Sia chiaro, il grande Gigi Porelli era, come sempre, anni luce davanti a me con il rapporto con Andalò. Porelli era come Danny Blaze. Sapeva che tutti facevano parte della squadra. Comunque, come tutti, ho voluto un mondo di bene ad Amato Andalò. Entrare nel Palazzo dello Sport e vedere lui che mi aspettava, con sorriso positivo, mi dava ‘onde’ positive. Poi, lo amavano tutti. Ogni addetto. Ogni giocatore. Ogni tifoso. Ogni giornalista. Ogni suo collaboratore. Sì, lui faceva parte della squadra. Trattava la Fortitudo con grande rispetto ma lui era ‘nostro.’ Aveva la V Nera stampato sul cuore.

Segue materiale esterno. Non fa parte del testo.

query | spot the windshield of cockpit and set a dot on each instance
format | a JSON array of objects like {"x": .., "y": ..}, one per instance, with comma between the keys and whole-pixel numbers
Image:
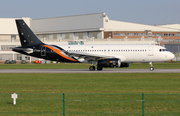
[{"x": 162, "y": 50}]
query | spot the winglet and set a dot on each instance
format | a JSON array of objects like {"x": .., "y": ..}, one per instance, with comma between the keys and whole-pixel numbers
[{"x": 27, "y": 37}]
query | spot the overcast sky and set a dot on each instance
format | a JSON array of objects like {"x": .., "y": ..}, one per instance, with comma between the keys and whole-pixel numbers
[{"x": 137, "y": 11}]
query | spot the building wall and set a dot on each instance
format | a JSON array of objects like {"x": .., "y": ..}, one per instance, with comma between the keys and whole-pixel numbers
[{"x": 168, "y": 37}]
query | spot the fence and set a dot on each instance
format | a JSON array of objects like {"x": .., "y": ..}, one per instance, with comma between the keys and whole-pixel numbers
[{"x": 91, "y": 104}]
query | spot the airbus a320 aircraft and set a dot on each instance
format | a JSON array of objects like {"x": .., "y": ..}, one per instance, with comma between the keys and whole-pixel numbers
[{"x": 100, "y": 55}]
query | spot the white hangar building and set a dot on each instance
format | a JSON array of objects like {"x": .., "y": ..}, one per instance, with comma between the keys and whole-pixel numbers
[{"x": 89, "y": 27}]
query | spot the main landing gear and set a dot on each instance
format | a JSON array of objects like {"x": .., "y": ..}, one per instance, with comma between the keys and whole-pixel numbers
[
  {"x": 92, "y": 68},
  {"x": 151, "y": 66}
]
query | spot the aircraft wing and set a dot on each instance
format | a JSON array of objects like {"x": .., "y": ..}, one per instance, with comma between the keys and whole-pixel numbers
[
  {"x": 87, "y": 56},
  {"x": 27, "y": 50}
]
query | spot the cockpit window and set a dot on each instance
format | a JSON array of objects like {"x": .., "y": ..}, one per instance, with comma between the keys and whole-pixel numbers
[{"x": 162, "y": 50}]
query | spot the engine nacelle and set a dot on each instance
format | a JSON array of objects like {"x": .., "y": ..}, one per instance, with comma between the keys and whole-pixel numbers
[{"x": 113, "y": 62}]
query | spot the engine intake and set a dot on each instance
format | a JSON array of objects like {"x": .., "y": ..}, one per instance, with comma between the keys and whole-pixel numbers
[{"x": 113, "y": 62}]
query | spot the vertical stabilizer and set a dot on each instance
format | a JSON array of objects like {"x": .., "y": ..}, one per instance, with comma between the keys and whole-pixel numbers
[{"x": 27, "y": 37}]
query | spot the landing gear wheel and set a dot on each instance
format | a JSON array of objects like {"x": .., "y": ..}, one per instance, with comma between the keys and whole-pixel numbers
[
  {"x": 151, "y": 69},
  {"x": 151, "y": 66},
  {"x": 99, "y": 68},
  {"x": 92, "y": 68}
]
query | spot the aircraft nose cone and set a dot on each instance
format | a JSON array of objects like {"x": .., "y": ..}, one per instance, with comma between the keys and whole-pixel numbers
[{"x": 171, "y": 55}]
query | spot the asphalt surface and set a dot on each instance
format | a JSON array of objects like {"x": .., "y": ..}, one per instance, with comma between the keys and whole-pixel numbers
[{"x": 87, "y": 71}]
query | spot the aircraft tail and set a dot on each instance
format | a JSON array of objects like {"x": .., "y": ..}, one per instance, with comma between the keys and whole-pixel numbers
[{"x": 27, "y": 37}]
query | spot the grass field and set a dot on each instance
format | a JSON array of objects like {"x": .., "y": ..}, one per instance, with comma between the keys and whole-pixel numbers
[
  {"x": 41, "y": 94},
  {"x": 172, "y": 65}
]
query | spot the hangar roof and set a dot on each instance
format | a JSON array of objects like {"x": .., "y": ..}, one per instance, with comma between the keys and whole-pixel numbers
[
  {"x": 170, "y": 26},
  {"x": 81, "y": 23}
]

LA VIRTUS E LE FRASI CELEBRI - QUARTA PUNTATA: AMATO ANDALÒ
di Ezio Liporesi - 1000cuorirossoblu - 14/07/2023
"E se viene il presidente della Repubblica a trovarmi dove lo faccio sedere"
Quando il derby aveva capienza illimitata, una volta in parterre mancò il posto per alcuni addetti ai lavori e allora si corse da Andalò a recuperare tutte le sedie disponibili e Amato pronunciò la celebre frase.